Policy and Guidelines for the Conduct of External Evaluation and Review - Supplement for Industry Training Organisations

Introduction

These policy and guidelines pages provide supplementary material to support industry training organisations apply the evaluative approach to their particular role and functions in arranging training, setting standards and providing industry leadership. The information is to be used in conjunction with NZQA’s Policy and Guidelines for the Conduct of External Evaluation and Review (PDF, 222KB).  

The information in these pages can also be found in the document: Policy and Guidelines for the Conduct of External Evaluation and Review - Supplement for Industry Training Organisations (PDF, 85KB). It is one of three documents prepared to support the evaluative approach to quality assurance in industry training organisations (ITOs). The other two are: Using Evaluation to Strengthen Organisational Self-assessment – a supplement for Industry Training Organisations (PDF, 68KB) and Evaluation Indicators for Industry Training Organisations (PDF, 64KB). ITOs and evaluators should consider these documents in total when planning and undertaking self-assessment in ITOs.

Quality assurance environment

The NZQA Board set policies and guidelines for the conduct of external evaluation and review of ITOs on 27 May 2010, pursuant to NZQA’s statutory role under Sections 6(a), 7(f) and 10 of the Industry Training Act (1992) to provide advice to the Tertiary Education Commission on the recognition and re-recognition of ITOs.

In the past, quality audits were usually conducted at five-yearly intervals to coincide with NZQA’s advice to the Tertiary Education Commission about the re-recognition of each ITO. Self-assessment and external evaluation and review replace quality audits. In addition, the Policy and guidelines for conducting external evaluation and review replaces Quality Assurance Standard for Industry Training Organisations.

NZQA is looking to make statements of confidence in ITO performance and capability in self-assessment. However, where compliance issues are identified, the ITO will be responsible for taking any appropriate corrective action. In serious cases, more definitive action may be required, and the current levers may be used to manage any identified non-compliance with the relevant policy and regulatory positions. The key levers are: withdrawal of consent to assess unit standards on the Directory of Assessment Standards[1] and reporting non-compliance to the Tertiary Education Commission. 

ITO purpose and direction

ITOs have defined statutory functions: industry skills leadership, setting skills standards, and managing arrangements for training.
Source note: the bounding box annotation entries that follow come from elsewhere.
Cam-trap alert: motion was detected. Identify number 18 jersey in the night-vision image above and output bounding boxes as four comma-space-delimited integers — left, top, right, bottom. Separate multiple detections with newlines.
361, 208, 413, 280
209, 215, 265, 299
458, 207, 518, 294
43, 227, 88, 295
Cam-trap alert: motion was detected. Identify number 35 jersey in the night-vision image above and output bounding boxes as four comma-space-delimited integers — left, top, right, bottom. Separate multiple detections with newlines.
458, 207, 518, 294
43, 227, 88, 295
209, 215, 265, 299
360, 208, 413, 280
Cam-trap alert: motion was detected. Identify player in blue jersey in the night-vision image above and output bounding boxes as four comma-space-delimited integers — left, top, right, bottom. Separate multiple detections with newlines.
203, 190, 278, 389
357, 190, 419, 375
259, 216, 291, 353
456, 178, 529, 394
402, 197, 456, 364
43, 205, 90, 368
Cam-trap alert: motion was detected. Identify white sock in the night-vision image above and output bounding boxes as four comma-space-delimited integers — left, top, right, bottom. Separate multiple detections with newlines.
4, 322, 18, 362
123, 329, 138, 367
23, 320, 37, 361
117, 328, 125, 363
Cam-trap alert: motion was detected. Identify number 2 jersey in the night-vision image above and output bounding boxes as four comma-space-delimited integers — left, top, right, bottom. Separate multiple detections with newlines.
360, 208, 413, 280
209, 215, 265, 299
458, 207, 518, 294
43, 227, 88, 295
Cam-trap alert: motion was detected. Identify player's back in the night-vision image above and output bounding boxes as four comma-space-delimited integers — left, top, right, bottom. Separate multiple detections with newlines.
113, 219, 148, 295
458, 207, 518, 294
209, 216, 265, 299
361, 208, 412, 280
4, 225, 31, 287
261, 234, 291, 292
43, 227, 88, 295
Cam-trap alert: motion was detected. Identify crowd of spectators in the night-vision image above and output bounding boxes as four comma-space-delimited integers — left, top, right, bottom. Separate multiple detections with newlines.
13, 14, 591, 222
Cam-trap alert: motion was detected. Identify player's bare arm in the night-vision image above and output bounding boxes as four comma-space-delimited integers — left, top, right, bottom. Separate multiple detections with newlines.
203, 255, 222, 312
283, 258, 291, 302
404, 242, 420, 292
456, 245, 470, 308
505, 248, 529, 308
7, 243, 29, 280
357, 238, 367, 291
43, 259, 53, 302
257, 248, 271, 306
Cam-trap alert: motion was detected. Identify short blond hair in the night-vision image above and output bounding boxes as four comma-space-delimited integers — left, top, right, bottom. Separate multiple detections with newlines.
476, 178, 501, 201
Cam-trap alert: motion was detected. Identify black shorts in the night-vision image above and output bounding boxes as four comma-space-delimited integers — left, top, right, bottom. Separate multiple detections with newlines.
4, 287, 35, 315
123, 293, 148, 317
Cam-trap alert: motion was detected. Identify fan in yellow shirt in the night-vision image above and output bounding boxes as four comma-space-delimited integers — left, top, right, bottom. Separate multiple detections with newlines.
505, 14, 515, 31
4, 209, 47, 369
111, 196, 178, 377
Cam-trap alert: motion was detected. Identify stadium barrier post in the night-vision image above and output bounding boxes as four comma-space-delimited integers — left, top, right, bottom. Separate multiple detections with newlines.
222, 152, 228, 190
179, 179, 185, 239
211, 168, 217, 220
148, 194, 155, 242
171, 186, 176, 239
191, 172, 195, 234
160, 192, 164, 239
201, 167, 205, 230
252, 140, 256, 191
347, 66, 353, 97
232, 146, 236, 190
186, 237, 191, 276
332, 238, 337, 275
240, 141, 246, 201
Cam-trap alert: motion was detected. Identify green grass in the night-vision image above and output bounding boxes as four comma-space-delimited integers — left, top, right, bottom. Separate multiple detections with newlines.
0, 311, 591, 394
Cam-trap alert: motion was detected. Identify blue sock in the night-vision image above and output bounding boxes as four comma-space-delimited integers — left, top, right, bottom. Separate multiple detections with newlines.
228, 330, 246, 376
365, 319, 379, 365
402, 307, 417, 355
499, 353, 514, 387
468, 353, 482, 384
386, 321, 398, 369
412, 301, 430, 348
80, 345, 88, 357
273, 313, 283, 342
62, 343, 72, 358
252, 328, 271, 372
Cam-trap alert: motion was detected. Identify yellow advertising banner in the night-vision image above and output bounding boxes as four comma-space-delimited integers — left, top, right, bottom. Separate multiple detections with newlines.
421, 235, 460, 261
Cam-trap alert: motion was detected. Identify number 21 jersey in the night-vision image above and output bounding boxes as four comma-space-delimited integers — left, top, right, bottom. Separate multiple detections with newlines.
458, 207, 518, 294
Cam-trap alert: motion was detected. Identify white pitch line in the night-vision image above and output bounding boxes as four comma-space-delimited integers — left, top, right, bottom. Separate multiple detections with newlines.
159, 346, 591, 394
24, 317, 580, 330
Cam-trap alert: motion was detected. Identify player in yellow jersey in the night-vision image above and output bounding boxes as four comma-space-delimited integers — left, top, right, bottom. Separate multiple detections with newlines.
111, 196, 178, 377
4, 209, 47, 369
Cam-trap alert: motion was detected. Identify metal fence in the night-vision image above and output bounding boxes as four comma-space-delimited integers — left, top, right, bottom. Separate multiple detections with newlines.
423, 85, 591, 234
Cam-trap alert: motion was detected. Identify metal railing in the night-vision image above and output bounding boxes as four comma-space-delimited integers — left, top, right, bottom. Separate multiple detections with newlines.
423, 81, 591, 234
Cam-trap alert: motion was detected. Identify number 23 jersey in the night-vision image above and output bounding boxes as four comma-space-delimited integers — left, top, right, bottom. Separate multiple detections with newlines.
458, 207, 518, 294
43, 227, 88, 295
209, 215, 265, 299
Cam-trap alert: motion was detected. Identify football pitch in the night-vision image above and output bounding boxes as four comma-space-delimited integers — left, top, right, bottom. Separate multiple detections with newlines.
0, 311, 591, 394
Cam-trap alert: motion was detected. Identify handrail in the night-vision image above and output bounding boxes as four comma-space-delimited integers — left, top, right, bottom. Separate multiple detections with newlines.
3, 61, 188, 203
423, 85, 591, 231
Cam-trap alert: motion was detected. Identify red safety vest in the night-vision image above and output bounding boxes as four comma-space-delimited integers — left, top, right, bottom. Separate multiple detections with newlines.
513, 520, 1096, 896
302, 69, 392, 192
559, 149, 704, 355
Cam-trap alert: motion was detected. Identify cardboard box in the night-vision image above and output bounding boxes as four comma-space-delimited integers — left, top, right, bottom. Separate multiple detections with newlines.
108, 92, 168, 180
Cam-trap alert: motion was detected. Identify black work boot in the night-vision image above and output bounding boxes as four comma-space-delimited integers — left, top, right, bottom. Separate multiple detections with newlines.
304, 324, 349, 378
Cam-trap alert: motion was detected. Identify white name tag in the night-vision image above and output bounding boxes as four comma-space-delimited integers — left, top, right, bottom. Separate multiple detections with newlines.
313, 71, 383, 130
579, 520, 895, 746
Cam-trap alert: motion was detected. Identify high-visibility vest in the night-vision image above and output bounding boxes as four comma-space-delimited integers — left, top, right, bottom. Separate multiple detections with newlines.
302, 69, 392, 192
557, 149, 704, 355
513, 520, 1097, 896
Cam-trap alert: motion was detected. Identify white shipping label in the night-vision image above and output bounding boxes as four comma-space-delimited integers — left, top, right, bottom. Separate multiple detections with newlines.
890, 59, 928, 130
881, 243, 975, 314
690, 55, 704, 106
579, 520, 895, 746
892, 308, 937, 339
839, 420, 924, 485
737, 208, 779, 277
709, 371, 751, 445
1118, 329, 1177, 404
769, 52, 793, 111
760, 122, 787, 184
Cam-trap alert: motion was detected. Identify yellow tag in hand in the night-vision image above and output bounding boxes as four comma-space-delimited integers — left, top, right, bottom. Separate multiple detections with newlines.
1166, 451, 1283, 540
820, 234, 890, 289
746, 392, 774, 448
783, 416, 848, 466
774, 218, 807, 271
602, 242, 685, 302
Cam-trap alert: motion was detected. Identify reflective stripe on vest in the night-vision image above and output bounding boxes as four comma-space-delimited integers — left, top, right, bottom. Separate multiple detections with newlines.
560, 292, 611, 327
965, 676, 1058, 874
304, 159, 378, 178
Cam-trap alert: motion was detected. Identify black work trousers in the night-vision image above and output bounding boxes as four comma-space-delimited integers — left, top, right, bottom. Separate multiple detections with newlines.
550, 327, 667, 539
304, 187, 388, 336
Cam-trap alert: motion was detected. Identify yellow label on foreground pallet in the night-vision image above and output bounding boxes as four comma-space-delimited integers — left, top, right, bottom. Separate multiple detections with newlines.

ITOs have a unique role to make decisions based on industry knowledge and experience about the supply of, and demand for, relevant and high quality training opportunities that meet the needs of trainees, industries, and the wider economy.

ITOs work with:

  • Government – to inform its investment decisions by clearly communicating skills and training needs.
  • Their industries – to assist with the development of strategic training plans and wider industry strategies.
  • Trainees and potential trainees – to support them to fulfil their aspirations, and develop capabilities and skills that can be utilised in the workplace.
  • Tertiary education providers – to help them ensure their programmes and offerings meet the needs of trainees, employers, industry and government.

ITOs are obliged to govern and manage themselves effectively and efficiently, and be accountable to their funders and relevant stakeholders such as industry, business, employers and communities.


[1] Unit standards are now registered on the Directory of Assessment Standards.